This cornbread and sourdough stuffing with sausage, red onion and fresh herbs is perfect for your holiday table, but will be a popular side dish for any Sunday family dinner throughout the cold months.


Ingredients

Units Scale

1 lb (450 g) sweet Italian sausage, casings removed

5 cups (375 g) cornbread, cut into 1-inch cubes

5 cups (375 g) sourdough bread, cut into 1-inch cubes

1 1/2 cups (150 g) celery, chopped (about 3 stalks)

1 1/2 cups (150 g) red onion, roughly chopped

2 tsp coarse salt

2 tsp freshly ground black pepper

3 garlic cloves, chopped

4 large eggs

1/2 cup (30 g) flat-leaf parsley, finely chopped

2 tsp fresh thyme leaves, picked

1/2 cup (113 g) salted butter

1 1/2 cups (355 ml) chicken broth

1 cup (240 ml) heavy cream


Instructions

Prepare the Ingredients

  1. Preheat your oven to 375°F (190°C). Spray a 9×13-inch (23×33 cm) baking dish with nonstick cooking spray. Set it aside.
  2. Cut the cornbread and sourdough into 1-inch cubes. For best results, use slightly stale bread to avoid soggy stuffing.

Cook the Sausage

  1. Heat a large skillet over medium-high heat.
  2. Add the Italian sausage, breaking it into medium chunks with a wooden spoon. Cook until browned and no longer pink, about 7-9 minutes.
  3. Use a slotted spoon to transfer the sausage to a large mixing bowl, leaving the rendered fat in the skillet.

Sauté the Vegetables

  1. Melt 1/2 cup of butter in the same skillet over medium heat.
  2. Add the chopped celery, red onion, salt, and pepper. Cook for 5-7 minutes until the vegetables are softened and translucent.
  3. Add the garlic and cook for 1 additional minute.
  4. Remove the vegetable mixture from the skillet and add it to the bowl with the sausage and bread cubes.

Combine the Ingredients

  1. In a medium bowl, whisk together 1 cup of chicken broth, heavy cream, eggs, parsley, and thyme.
  2. Pour this mixture over the sausage and bread mixture. Gently toss until evenly combined.

Assemble the Stuffing

  1. Pour the mixture into the prepared baking dish.
  2. Drizzle the remaining 1/2 cup of chicken broth over the top to ensure moisture.

Bake the Stuffing

  1. Cover the dish tightly with aluminum foil and bake for 30 minutes.
  2. Remove the foil and bake uncovered for an additional 30 minutes, or until the top is golden brown and bubbling.

Serve and Enjoy

  1. Let the stuffing rest for 10 minutes before serving. This allows the flavors to settle and makes it easier to portion.

Notes

Tips for Success:

Choosing Bread: Use slightly stale or toasted bread for better texture. If your bread is fresh, dry it out by placing cubes in a 300°F (150°C) oven for 10-15 minutes.

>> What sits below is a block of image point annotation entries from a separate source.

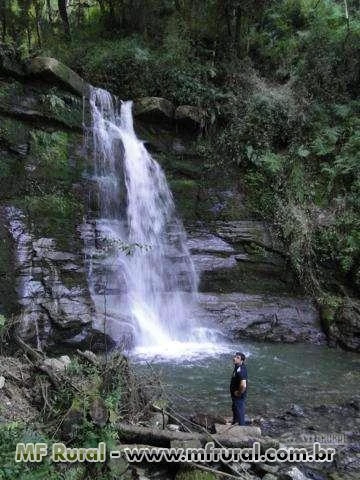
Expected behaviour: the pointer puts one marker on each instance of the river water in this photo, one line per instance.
(279, 375)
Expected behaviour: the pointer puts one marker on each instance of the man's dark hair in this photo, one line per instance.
(241, 355)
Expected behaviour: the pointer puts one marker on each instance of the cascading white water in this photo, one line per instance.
(152, 290)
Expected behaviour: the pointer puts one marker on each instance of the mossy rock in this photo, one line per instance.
(189, 473)
(50, 107)
(54, 71)
(186, 197)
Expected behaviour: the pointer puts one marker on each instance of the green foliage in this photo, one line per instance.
(2, 322)
(10, 435)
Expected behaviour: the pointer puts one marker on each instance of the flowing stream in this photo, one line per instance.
(141, 275)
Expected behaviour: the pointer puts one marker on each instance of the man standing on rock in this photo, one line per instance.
(238, 389)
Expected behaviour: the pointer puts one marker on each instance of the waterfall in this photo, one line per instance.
(140, 270)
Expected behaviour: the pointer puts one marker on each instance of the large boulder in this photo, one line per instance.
(190, 117)
(154, 110)
(264, 317)
(342, 324)
(54, 71)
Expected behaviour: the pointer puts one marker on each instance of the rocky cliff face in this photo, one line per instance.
(245, 283)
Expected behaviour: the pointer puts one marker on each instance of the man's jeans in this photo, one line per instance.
(238, 408)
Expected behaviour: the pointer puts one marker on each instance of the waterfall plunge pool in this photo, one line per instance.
(279, 374)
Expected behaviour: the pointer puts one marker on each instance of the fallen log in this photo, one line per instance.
(163, 438)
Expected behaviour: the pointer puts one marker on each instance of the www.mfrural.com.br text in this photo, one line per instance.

Flavor Boost: Browning the sausage well adds a deep, savory flavor. Don’t skip this step!

Mixing: Gently toss the ingredients to avoid breaking the bread cubes too much.

Prevent Sogginess: Evenly drizzle the broth to avoid overly wet spots.

Optional Additions:

Add chopped apples or dried cranberries for a hint of sweetness.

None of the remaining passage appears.